Stochastic LQR: Part 2 – Bellman’s Principle of Optimality (+ some life updates)

2 minute read

Published:

Wow, it’s been a month already…A lot happend. Here is a partial snapshot of what happened:

  • Got my phone and wallet robbed robbed in Chicago. A lot to tell, but saving it for later.
  • Moved into a new APT! Had many problems at my old…well, since I was in a rush finding.
  • My committee is formed. It was a relatively smooth experience for me!

Okay, so I am going to continue from where we left off from the last.

In our last post, we defined our dynamics, and the cosst as follows:

\[x_{k+1} = Ax_{k} + Bu_{k} + w_{k}.\] \[J := \min_{u_{0}, \cdots, u_{N-1}} \mathbb{E}\large[ \sum_{\ell = k}^{N-1} ( x_{k}^{\top} Q x_{k} + u_{k}^{\top} R u_{k}) + x_{N}^{\top} Q_{f} x_{N} \large],\]

Similarly, we can also define the quantity called the value function with the expectation:

\[V_{k}(z) := \min_{u_{0}, \cdots, u_{N-1}} \mathbb{E}\large[ \sum_{\ell = k}^{N-1} ( x_{k}^{\top} Q x_{k} + u_{k}^{\top} R u_{k}) + x_{N}^{\top} Q_{f} x_{N} \large | x_{k} = z],\]

which encodes the minimum expected cost starting from the state \(z\).

By the Bellman’s Principle of Optimality, we can define the value function recursively:

\[V_{k}(z) := \min_{u} \{\underbrace{z^{\top}Qz + u^{\top}Ru}_{\text{Cost at state } x_{k}=z} + \underbrace{\mathbb{E}_{w_{k}}\large[ V_{k+1}(\underbrace{Az + Bu + w_{k}}_{=z_{k+1}})}_{\text{Expected future cost}} \large]\},\]

At this point, we sort of take a leap of faith (?) for a moment…

Assume an ansatz (“educated guess”, German) of the form \(V_{k}(z) = z^{\top}P_{k}z + q_{k}\), and some boundary conditions, \(P_{N} = Q_{f}\), and \(q_{N} = 0\), such that \(V_{N}(z) = z^{\top}P_{N}z = z^{\top}Q_{f}z\).

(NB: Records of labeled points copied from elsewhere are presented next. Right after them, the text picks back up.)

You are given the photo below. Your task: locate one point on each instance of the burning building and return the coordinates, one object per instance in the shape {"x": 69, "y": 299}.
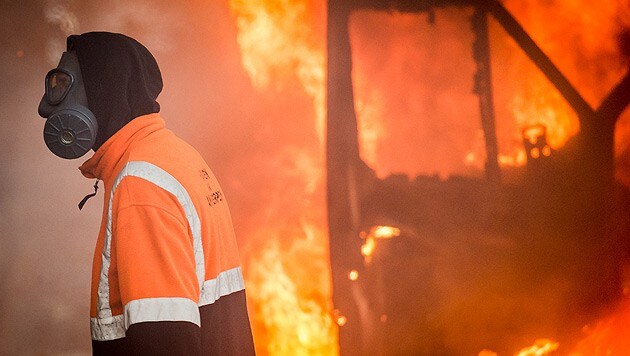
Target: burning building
{"x": 449, "y": 163}
{"x": 490, "y": 249}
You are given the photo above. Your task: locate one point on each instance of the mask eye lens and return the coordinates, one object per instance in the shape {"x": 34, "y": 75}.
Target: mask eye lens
{"x": 58, "y": 84}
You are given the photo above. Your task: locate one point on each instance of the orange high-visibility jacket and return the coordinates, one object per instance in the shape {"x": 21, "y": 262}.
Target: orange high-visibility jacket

Well, is this “ansatz” true? To check, we can do an induction, backwards in time, from \(k+1 = N\) to \(k\).

(Hint: see below)

…To cut to the chase, we get something like this, which we can use to solve for the minimizer \(u^{*}\):

\[V_{k}(z) := \min_{u} \{\begin{bmatrix}z \\ u \end{bmatrix}^{\top}\begin{bmatrix}A^{\top}P_{k+1}A + Q & A^{\top}P_{k+1}B \\ B^{\top}P_{k+1}A & B^{\top}P_{k+1}B + R\end{bmatrix} \begin{bmatrix}z \\ u\end{bmatrix}+ \underbrace{Tr(P_{k+1} \Sigma_{w}) + q_{k+1}}_{\text{Constant with respect to }u}\},\]

The minimizer has the following form:

\[u^{*}(z) = -\underbrace{(B^{\top}P_{k+1}B + R)^{-1}(B^{\top}P_{k+1}A)}_{K_{k} = (B^{\top}P_{k+1}B + R)^{-1}(B^{\top}P_{k+1}A)}z,\]

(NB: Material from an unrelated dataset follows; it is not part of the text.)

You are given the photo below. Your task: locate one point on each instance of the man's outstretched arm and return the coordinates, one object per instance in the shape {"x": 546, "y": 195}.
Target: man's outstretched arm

or simply, \(u^*(z) = -K_{k}z\). Notice how the expression \(K_{k}\) depends on this matrix variable \(P_{k}\).

The variable \(P_{k}\) is in fact the solution to the Riccati recursion (found by plugging in \(u^*(z)\) back into \(V_{k}(z)\)).

With th eboundary conditions we assumed, and the steady-state assumption, we can find the steady-state solutions to the Discrete-time Algebraic Riccati Equations (DARE).

Then, at steady state, the optimal policy becomes time-invariant:

\(u^{*}(z) = -Kz\),

where \(K = (B^{\top}PB + R)^{-1}(B^{\top}PA)\)

We will stop here for today. In the next, I am planning to discuss the duality principle, and look at the Kalman “Filter” that mirrors the “Controller” we just derived.